To ubóstwo jest błogosławieństwem! W centrum jest Pan!

Papież Franciszek do duchowieństwa Korsyki.

Do troski o siebie i o powierzone im osoby zachęcił papież Franciszek biskupów, kapłanów, diakonów, osoby konsekrowane oraz seminarzystów spotykając się z nimi w katedrze Najświętszej Maryi Panny Wniebowziętej w Ajaccio na Korsyce.

PRZEMÓWIENIE OJCA ŚWIĘTEGO FRANCISZKA

Modlitwa Anioł Pański z biskupami, kapłanami, diakonami,
osobami konsekrowanymi oraz seminarzystami
Katedra Wniebowzięcia Najświętszej Maryi Panny

Drodzy Bracia Biskupi,
drodzy kapłani i diakoni,
osoby konsekrowane i seminarzyści!

Jestem w tej waszej pięknej ziemi tylko jeden dzień, ale pragnąłem, żeby była choć krótka chwila, w której mógłbym się z wami spotkać i pozdrowić was. Stwarza mi to okazję, aby przede wszystkim wam podziękować: dziękuję za to, że tu jesteście, z waszym życiem złożonym w darze. Dziękuję wam za waszą pracę, za wasz codzienny trud. Dziękuję wam, ponieważ jesteście znakiem miłosiernej miłości Boga i świadkami Ewangelii. Byłem zadowolony mogąc pozdrowić jednego z was: ma 95 lat i 70 lat kapłaństwa! I to oznacza rozwijanie tego pięknego powołania. Dziękuję ci bracie za twoje świadectwo! Dziękuję bardzo!

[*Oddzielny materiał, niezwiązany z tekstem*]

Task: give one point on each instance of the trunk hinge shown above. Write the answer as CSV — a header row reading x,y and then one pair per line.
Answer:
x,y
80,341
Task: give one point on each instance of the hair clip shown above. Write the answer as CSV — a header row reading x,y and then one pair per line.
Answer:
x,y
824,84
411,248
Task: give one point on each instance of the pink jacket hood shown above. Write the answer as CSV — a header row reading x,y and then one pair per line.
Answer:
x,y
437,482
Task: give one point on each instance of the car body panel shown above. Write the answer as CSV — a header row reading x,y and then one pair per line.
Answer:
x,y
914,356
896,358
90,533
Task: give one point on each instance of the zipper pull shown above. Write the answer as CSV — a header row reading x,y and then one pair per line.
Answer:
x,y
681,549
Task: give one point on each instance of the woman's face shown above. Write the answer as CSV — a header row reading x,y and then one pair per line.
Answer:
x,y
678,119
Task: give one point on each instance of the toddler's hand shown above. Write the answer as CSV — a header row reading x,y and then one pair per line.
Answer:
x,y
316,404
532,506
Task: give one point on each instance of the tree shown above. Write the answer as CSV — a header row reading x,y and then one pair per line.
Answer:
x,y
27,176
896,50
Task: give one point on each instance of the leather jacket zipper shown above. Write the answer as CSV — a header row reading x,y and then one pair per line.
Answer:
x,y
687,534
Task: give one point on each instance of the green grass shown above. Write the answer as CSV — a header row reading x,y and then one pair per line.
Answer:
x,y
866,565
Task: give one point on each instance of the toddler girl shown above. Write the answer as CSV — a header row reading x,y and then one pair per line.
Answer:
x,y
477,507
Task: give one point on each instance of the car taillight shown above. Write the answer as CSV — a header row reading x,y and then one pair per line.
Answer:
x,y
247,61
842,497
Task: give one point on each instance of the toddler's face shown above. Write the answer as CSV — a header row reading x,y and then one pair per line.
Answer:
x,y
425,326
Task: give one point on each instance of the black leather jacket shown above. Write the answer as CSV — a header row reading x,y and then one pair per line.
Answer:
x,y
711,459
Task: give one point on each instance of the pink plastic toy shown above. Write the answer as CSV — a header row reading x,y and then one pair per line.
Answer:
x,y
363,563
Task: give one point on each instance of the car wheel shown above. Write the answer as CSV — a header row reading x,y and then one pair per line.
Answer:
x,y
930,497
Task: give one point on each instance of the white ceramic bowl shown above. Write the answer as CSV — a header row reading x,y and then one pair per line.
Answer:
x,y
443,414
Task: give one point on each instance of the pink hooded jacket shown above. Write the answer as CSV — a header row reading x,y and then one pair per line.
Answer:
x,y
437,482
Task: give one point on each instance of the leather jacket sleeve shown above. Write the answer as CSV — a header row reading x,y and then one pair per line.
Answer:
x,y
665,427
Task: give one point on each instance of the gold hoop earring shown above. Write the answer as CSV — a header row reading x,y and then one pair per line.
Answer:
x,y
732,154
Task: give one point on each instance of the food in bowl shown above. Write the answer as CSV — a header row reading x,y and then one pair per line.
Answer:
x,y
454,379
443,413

I od „dziękuję” przechodzę natychmiast do łaski Bożej, która jest fundamentem wiary chrześcijańskiej i każdej formy konsekracji w Kościele. W kontekście europejskim, w którym się znajdujemy, nie brakuje problemów i wyzwań związanych z przekazywaniem wiary. I każdego dnia stawiacie temu czoła, odkrywając, że jesteście mali i słabi: nie jesteście zbyt liczni, nie macie potężnych środków, nie zawsze środowiska, w których działacie, są otwarte na przyjęcie orędzia Ewangelii. I czasem przychodzi mi na myśl pewien film, bo niektórzy są gotowi przyjąć Ewangelię, ale nie „rzecznika”. Ten film miał taki tekst: „Muzyka tak, ale muzyk nie”. Pomyślmy o tym, o wierności w przekazywaniu Ewangelii. To nam pomoże. Tymczasem, że tak powiem, to ubóstwo kapłańskie jest błogosławieństwem! Dlaczego? Ogałaca nas z roszczeń do czynienia tego o własnych siłach. Uczy nas postrzegania misji chrześcijańskiej jako czegoś, co nie zależy od ludzkich sił, ale przede wszystkim od działania Pana Boga, który zawsze współpracuje i działa z tym „niewiele”, co możemy Mu ofiarować.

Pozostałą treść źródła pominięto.